Manfred used his mage hand to close and lock the dogs in their cage, which drove them nuts. The busy Shadowfellians hardly took note as they continued their counts and stock of the arms. The group surprised them then, Solux blasting the witch against the back wall with an explosion of alien-born black tentacles. Ruhiel followed with a charge, cutting across her midsection so as to speed her toward a Bloody Ending.

Staggered, she summoned a cloud of darkness and fired a bolt for the bard. The wizard countered the witch's cloud with his trademark light cantrip, revealing her once more for a barrage of attacks that brought her to her knees. She surrendered, allowing the group to turn their attentions on the creepers.

One didn't have a chance, leashed by a thorn whip and flung through an open portal in the center of the room. The other fell between a combination of bard's blade and druid-turned-Dire-Chipmunk. A traditionally cute woodland critter became giant and deadly... and then there was one, who threw down his sword and surrendered.

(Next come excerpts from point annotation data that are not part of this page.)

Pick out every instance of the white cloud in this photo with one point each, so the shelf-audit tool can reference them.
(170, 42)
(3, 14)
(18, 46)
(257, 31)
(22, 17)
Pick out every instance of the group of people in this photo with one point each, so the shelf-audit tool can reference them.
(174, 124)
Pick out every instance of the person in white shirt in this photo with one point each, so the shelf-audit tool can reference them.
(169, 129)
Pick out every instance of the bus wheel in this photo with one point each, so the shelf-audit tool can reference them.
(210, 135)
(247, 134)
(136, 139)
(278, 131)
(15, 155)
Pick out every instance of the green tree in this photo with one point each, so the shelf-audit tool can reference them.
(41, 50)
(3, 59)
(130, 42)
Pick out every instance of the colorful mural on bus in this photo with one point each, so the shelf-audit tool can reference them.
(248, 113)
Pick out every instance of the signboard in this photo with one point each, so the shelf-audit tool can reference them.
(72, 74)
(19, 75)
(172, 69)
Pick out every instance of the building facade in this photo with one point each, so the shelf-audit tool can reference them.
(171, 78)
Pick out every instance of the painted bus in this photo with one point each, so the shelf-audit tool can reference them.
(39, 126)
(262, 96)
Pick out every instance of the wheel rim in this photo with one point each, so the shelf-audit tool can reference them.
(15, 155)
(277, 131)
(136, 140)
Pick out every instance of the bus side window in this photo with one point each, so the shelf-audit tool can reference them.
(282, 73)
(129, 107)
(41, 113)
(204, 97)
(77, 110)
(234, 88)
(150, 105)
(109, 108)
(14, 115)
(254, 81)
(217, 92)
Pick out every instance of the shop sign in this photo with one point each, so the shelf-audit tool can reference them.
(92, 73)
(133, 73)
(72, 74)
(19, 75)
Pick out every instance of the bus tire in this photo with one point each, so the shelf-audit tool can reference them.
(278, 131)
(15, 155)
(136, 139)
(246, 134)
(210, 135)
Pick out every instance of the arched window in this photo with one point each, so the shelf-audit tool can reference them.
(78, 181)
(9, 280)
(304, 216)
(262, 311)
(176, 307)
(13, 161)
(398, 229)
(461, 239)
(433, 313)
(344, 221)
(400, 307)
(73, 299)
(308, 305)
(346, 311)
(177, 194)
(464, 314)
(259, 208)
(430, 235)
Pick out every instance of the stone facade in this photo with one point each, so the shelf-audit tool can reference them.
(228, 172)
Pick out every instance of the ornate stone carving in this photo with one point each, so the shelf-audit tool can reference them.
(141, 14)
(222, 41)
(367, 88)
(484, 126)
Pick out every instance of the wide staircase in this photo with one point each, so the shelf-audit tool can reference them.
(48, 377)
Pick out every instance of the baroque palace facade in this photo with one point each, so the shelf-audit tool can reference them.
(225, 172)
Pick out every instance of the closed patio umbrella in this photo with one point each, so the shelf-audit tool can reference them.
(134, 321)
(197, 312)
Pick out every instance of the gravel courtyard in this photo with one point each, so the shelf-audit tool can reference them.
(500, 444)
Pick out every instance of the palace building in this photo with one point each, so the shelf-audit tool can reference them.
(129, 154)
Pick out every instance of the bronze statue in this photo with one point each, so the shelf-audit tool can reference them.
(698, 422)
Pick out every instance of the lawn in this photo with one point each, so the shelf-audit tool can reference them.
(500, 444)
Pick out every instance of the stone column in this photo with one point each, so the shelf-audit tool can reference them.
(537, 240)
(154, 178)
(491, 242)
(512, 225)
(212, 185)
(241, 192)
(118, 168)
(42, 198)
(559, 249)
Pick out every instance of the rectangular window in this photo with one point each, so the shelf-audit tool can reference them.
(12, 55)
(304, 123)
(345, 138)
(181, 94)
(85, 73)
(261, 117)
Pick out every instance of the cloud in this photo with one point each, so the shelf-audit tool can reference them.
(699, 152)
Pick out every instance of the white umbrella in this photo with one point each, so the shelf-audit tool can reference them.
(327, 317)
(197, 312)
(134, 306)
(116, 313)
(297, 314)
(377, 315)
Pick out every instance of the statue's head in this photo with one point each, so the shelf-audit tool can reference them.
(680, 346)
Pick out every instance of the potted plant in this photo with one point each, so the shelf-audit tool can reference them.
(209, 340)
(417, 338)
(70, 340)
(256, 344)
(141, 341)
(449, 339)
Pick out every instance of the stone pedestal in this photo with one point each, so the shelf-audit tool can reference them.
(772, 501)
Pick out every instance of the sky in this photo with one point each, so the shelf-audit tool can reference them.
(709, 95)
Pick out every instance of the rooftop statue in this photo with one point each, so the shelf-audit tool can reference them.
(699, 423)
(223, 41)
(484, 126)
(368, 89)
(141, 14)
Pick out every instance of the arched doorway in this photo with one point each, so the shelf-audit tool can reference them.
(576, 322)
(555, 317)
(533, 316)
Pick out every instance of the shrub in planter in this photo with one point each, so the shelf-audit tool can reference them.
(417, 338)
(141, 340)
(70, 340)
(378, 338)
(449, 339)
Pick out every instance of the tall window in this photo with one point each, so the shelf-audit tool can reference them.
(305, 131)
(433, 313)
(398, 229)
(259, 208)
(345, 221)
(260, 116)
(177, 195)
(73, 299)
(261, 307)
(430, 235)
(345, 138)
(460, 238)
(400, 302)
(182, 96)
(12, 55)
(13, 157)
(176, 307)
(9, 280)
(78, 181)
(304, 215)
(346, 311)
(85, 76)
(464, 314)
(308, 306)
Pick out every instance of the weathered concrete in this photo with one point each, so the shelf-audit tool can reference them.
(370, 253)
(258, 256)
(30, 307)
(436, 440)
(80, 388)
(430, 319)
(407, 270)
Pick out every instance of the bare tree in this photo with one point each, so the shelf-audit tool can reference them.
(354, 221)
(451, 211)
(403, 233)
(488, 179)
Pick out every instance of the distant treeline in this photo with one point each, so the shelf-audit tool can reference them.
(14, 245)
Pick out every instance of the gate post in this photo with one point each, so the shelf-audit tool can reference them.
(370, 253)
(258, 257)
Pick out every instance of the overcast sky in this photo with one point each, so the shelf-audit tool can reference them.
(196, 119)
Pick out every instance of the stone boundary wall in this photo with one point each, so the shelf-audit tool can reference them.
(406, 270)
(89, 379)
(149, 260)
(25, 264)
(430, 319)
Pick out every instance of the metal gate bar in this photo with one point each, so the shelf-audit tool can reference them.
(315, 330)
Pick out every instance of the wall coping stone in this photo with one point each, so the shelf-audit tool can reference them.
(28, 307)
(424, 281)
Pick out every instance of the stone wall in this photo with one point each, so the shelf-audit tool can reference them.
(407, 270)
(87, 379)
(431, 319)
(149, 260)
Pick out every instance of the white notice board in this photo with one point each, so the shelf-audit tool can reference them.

During the massacre of the creepers, the witch thought to escape by turning insubstantial and flying for the next chamber, but Manfred froze her in her steps. Then began the questioning...*

Torture, Torture, Kill, Kill
*Inquisitors by name, the group became so in action, beating and torturing the surrendered creeper for information. He revealed Modra was in the next chamber and that the Brass Key was the only way to unlock a gate into the Shadowfell, which also rested in the next chamber. He also revealed that Modra was weak against radiant light. No longer of use, the Inquisitors executed him to the savage chantings of the bard as she called for his head.

Velasong revived the witch and then began her questioning. Flustered and frightened, she offered the same information the creeper had given. The group threatened her life if she didn't tell them more, provoking the witch into spilling juicier morsels. Modra was on the run from his former master Sarshan because the creeper's side business was threatening the secrecy of a much more important arms deal. Modra could also command ghosts.

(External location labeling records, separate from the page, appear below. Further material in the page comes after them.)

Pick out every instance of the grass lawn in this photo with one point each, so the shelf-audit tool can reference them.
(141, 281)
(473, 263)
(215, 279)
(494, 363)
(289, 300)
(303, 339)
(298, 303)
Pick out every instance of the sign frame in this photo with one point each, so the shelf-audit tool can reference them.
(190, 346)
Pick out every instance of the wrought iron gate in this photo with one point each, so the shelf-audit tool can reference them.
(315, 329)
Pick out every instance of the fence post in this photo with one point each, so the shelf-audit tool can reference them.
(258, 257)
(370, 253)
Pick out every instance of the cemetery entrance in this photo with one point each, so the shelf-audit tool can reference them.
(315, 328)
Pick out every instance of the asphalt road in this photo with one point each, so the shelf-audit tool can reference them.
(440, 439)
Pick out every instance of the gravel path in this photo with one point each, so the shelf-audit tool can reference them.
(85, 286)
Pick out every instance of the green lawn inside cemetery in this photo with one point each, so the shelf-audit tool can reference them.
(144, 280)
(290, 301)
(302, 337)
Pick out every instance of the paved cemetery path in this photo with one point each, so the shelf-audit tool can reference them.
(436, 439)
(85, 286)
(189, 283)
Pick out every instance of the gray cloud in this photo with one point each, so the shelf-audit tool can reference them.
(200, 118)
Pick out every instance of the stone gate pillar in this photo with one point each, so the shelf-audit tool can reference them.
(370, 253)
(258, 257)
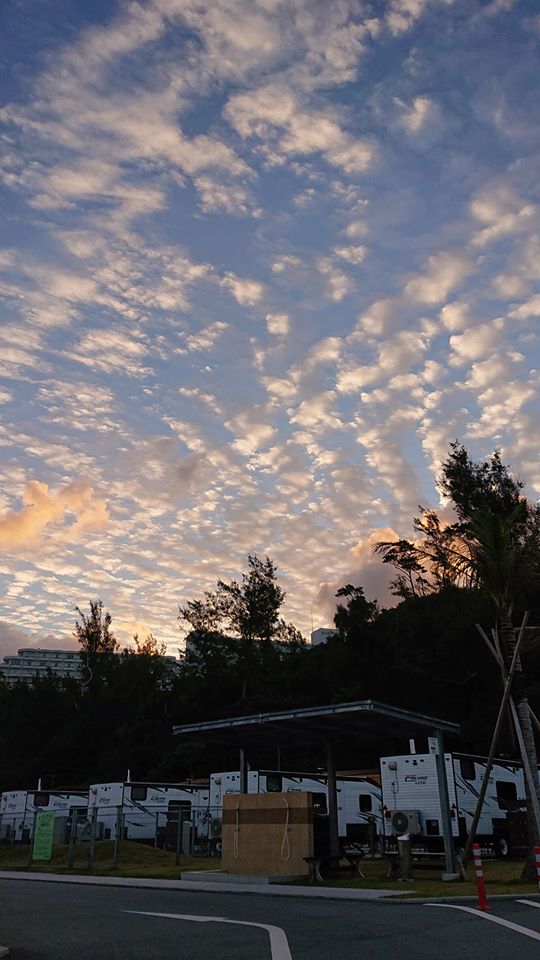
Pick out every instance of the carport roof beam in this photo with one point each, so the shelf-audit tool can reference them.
(337, 720)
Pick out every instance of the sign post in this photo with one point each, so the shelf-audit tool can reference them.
(43, 836)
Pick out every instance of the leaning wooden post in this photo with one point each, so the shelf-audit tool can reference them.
(493, 748)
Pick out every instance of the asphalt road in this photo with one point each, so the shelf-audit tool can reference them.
(51, 921)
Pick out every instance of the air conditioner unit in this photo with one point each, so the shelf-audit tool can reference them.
(406, 821)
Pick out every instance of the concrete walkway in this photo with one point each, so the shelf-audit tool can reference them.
(264, 889)
(309, 891)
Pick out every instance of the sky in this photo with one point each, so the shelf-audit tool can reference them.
(260, 262)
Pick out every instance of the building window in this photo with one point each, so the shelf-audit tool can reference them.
(319, 804)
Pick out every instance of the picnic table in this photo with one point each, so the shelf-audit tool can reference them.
(351, 852)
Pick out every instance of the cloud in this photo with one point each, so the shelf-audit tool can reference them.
(361, 569)
(503, 213)
(278, 324)
(275, 114)
(72, 512)
(445, 271)
(246, 292)
(353, 255)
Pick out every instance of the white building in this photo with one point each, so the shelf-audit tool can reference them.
(33, 662)
(322, 635)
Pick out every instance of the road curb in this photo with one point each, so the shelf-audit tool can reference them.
(272, 890)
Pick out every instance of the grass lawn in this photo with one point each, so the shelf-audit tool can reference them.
(501, 876)
(134, 860)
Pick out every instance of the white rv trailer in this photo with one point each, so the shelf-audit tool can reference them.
(359, 798)
(411, 800)
(18, 809)
(147, 808)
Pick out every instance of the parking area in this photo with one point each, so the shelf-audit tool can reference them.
(42, 921)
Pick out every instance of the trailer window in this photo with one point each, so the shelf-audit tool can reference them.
(139, 793)
(506, 792)
(319, 803)
(176, 808)
(468, 768)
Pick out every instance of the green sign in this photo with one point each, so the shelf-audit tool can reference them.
(43, 836)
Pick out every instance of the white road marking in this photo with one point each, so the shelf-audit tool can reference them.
(487, 916)
(279, 945)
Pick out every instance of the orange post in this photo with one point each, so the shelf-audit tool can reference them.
(479, 873)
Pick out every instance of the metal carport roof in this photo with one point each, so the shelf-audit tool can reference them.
(316, 724)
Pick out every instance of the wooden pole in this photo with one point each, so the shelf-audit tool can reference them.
(493, 747)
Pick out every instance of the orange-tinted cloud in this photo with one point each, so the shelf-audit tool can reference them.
(72, 511)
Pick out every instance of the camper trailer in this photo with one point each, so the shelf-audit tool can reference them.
(359, 798)
(411, 801)
(147, 810)
(18, 810)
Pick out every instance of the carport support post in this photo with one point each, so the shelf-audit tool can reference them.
(243, 771)
(333, 827)
(446, 822)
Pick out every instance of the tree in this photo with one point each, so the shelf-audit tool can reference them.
(252, 607)
(249, 609)
(95, 635)
(503, 551)
(493, 546)
(149, 647)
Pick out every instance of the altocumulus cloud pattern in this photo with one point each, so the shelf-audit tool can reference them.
(261, 261)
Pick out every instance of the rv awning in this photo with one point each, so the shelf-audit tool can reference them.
(335, 721)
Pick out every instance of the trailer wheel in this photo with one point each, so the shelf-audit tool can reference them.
(502, 847)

When Manfred began making his usual sexual advances on the helpless witch, she grew irate and cut her own throat with a sharpened nail before the wizard could ravage her. *

Shut Those Dogs Up!
*The Inquisitors moved for the next and presumably final chamber, but the dogs began to bark furiously after the killing of their mistress. Solux roasted them alive, tired of their barking anyway, and the group continued on in blissful silence.*

Kill vs. Word of Friendship?
*They found Modra banging frantically against a large, black archway with swirling, repellent, force inside it. He cried all the while, "Let me in, damn it! Let me in! Master's nearly found me! Let me in!"

He turned suddenly, scared witless by the appearance of the group. He asked if they were sent by Sarshan, which the Inquisitors cruelly said they were. This only frightened the dark creeper more. He begged a deal, offering them money, magic and anything else they wanted. The group debated what to do, remembering Bernat's warning.

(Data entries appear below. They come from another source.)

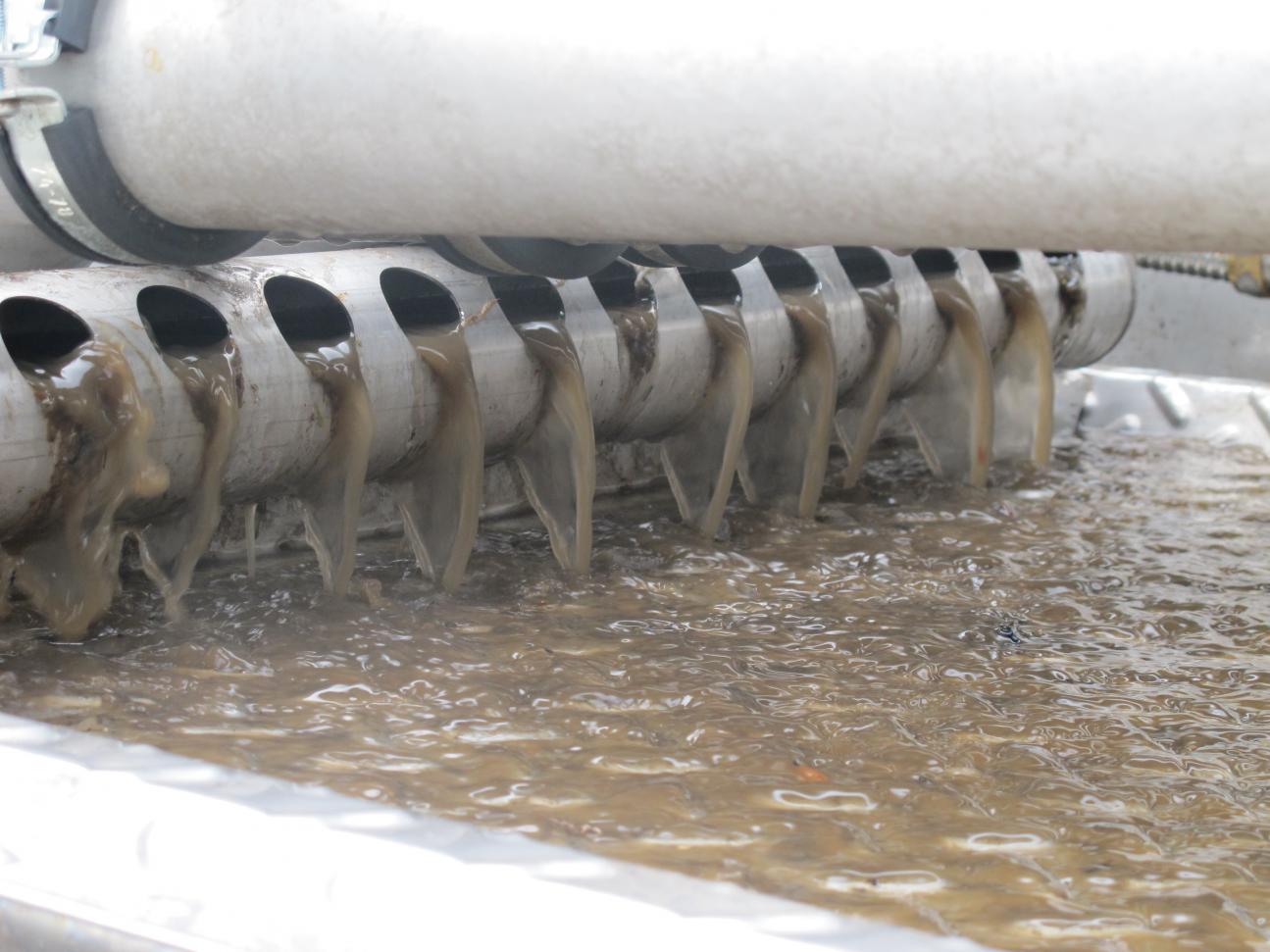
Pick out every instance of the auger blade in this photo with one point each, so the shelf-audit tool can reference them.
(439, 502)
(558, 461)
(787, 451)
(701, 460)
(950, 410)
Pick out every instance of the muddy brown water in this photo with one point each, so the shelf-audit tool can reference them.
(1037, 716)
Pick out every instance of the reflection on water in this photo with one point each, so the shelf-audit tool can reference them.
(1038, 716)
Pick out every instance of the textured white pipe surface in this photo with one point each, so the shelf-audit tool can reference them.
(994, 125)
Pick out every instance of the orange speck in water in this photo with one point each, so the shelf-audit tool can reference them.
(809, 775)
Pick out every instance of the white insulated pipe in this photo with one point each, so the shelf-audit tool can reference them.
(898, 125)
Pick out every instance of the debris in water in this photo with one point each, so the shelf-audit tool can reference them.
(809, 775)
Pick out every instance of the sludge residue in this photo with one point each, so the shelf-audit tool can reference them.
(1037, 716)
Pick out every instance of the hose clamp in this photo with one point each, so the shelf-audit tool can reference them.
(25, 113)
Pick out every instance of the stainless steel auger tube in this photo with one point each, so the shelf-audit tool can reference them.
(284, 421)
(546, 124)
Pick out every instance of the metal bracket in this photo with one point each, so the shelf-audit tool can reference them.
(38, 48)
(25, 115)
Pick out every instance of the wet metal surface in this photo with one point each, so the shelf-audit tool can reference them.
(1036, 715)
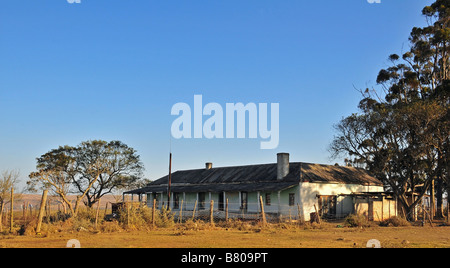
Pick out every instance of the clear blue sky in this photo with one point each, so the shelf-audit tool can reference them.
(112, 69)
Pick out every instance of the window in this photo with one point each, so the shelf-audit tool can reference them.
(201, 200)
(291, 199)
(268, 201)
(176, 200)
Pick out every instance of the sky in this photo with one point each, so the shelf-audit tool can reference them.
(113, 69)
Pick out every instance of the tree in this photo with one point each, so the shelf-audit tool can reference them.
(56, 173)
(402, 132)
(90, 170)
(8, 180)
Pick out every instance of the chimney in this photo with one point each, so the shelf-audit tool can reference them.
(208, 166)
(282, 165)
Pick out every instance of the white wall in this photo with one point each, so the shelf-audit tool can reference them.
(309, 191)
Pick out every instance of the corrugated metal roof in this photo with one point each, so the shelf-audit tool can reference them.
(256, 178)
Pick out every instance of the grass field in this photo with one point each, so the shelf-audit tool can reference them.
(214, 237)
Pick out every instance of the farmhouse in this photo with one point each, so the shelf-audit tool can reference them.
(331, 191)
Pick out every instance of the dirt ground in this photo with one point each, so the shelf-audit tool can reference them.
(328, 237)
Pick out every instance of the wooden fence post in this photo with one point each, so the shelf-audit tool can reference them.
(262, 210)
(41, 211)
(211, 212)
(12, 211)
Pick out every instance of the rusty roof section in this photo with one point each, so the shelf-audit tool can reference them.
(257, 178)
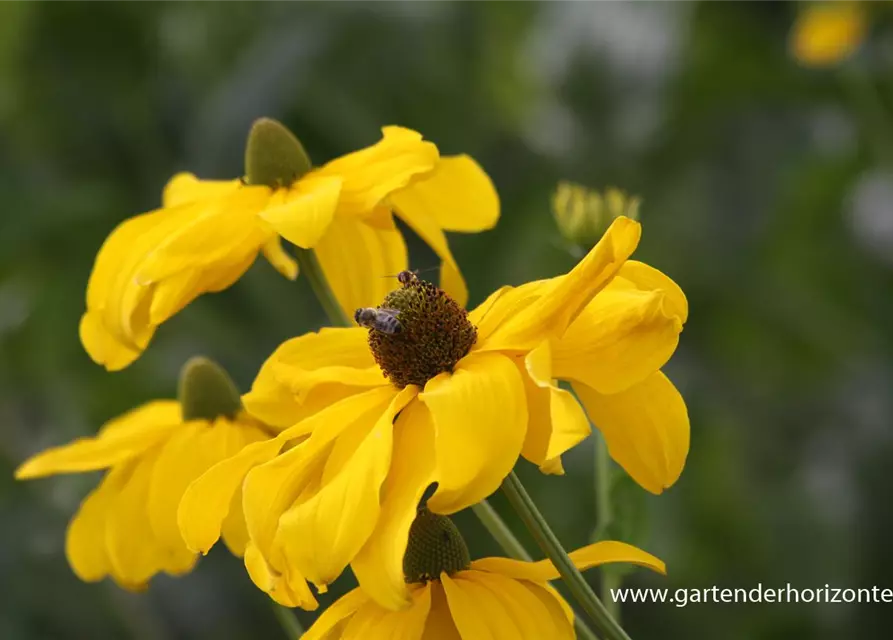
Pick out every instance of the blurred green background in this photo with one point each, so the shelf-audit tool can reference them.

Lia used her whip to drag the creeper closer, but Velasong wanted to try a different approach, much to the anger of Solux. The two had it out in the middle of the chamber, giving Modra enough time to conjure five wraiths. Eventually Velasong offered a diplomatic hand in friendship which tricked the creeper closer AND convinced him to offer the deal once more.

Agreeing to make a pact, if only to get Modra even closer for an attack, the two parties began hammering out the finer details of the arrangement. They would go and get the key if he came with them to the surface, but the dark creeper demanded they leave someone with his wraiths in case this was a trap. It went back and forth until Manfred stepped forward, looking like he would stay. However, once Modra was close enough the wizard blasted him with a sleep spell. Two of the wraiths appeared to deflate and fall to the floor, but the resilient creeper cried foul and attacked.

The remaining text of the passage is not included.